Professional A$$hole
Yup I'm well informed on the subject of imid. It's low mammalian toxicity and lack of carcinogenic properties are why I chose it. Ld50 of 500mg/kg OR lose my genetics and the crop that was supposed to make oil for a stage 4 cancer patient with little time? I'll take my chances on the imid considering it's in tobacco and tomatoes and apples anyways
 

StankyBeamer

Professional A$$hole
Also imid is water soluble meaning it's a polar molecule, so it won't be picked up by the ethanol(non-polar) that I'm using to make the oil, I completely dehydrate my extraction materials and freeze the ethanol and buds prior to extraction. I appreciate your concern for my wellbeing, and that of my patients, your a gentleman an a scholar
Namaste
 

Miraculous Meds

Well-known member
Yep, always root drench--never foliar spray. Regarding Imid root drench in veg:

"Imidacloprid has a photolysis half-life of 39 days at the soil surface, with a range of 26.5–229 days when incorporated into the soil. Persistence in soil allows for continual availability for uptake by plant roots....

Imidacloprid is rapidly moved through plant tissues after applications, and can be present in detectable concentrations in tissues such as leaves, vascular fluids, and pollen."

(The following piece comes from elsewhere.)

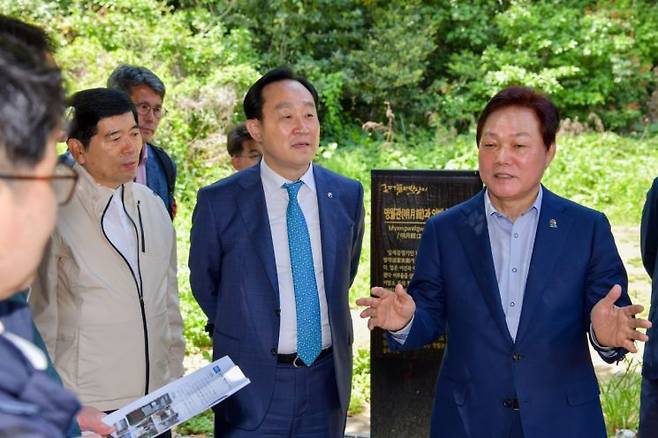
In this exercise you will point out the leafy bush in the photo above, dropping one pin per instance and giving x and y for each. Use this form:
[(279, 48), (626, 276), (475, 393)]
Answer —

Source: www.cdpr.ca.gov/docs/emon/pubs/fatememo/Imidclprdfate2.pdf

What about in coco where ur running 15% to waist daily or several times a day? It seems that it would flush out much quicker than ur estimations for soil?
 

StankyBeamer

Professional A$$hole
It's not about how fast it flushes out it's systemic, so it's more about it's half life in plant tissue, although it is very persistent in the soil
 

EclipseFour20

aka "Doc"
Veteran
What about in coco where ur running 15% to waist daily or several times a day? It seems that it would flush out much quicker than ur estimations for soil?

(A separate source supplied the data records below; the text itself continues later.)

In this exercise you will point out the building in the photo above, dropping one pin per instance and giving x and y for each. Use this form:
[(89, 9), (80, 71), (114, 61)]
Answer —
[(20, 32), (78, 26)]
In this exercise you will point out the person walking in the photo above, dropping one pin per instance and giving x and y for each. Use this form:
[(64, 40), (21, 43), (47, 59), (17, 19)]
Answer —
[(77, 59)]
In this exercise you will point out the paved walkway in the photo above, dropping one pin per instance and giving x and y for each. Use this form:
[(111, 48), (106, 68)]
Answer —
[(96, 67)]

If the medium is "organic" and coco-coir is, then Imid will bind to it (period). The greater the soil pH...the longer the half-life--and (from the above study):

"In the absence of light, the longest half-life of imidacloprid was 229 days in field studies and 997 days in laboratory studies (Miles, Inc., 1992; Mobay Chemical Corp., 1992). This persistence in soil in the absence of light makes imidacloprid suitable for seed treatment and incorporated soil application because it allows continual availability for uptake by roots (Mullins, 1993). Thus, imidacloprid can persist in soil depending on soil type, pH, use of organic fertilizers, and presence or absence of ground cover."

I doubt coco holds less Imid than peat--both are organic and both absorb liquids about the same rate....a dose of Imid is a dose of Imid.

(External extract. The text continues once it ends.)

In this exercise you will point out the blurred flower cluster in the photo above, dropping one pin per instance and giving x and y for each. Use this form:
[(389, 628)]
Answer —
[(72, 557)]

Flushing/leaching might eventually reduce the concentration of Imid in your growing medium, but it will not reduce what is already in the plant tissue. No leaching can reduce that. Besides, as indoor gardeners we do not expose our grow medium to the outdoor elements/weather...so the 229 day half-life in the field may not be very reflective to our growing habits....whereas the higher half-life of 997 days is probably more accurate for indoor growing.

BTW, SCLabs now tests for Imid as part of the pesticide profile.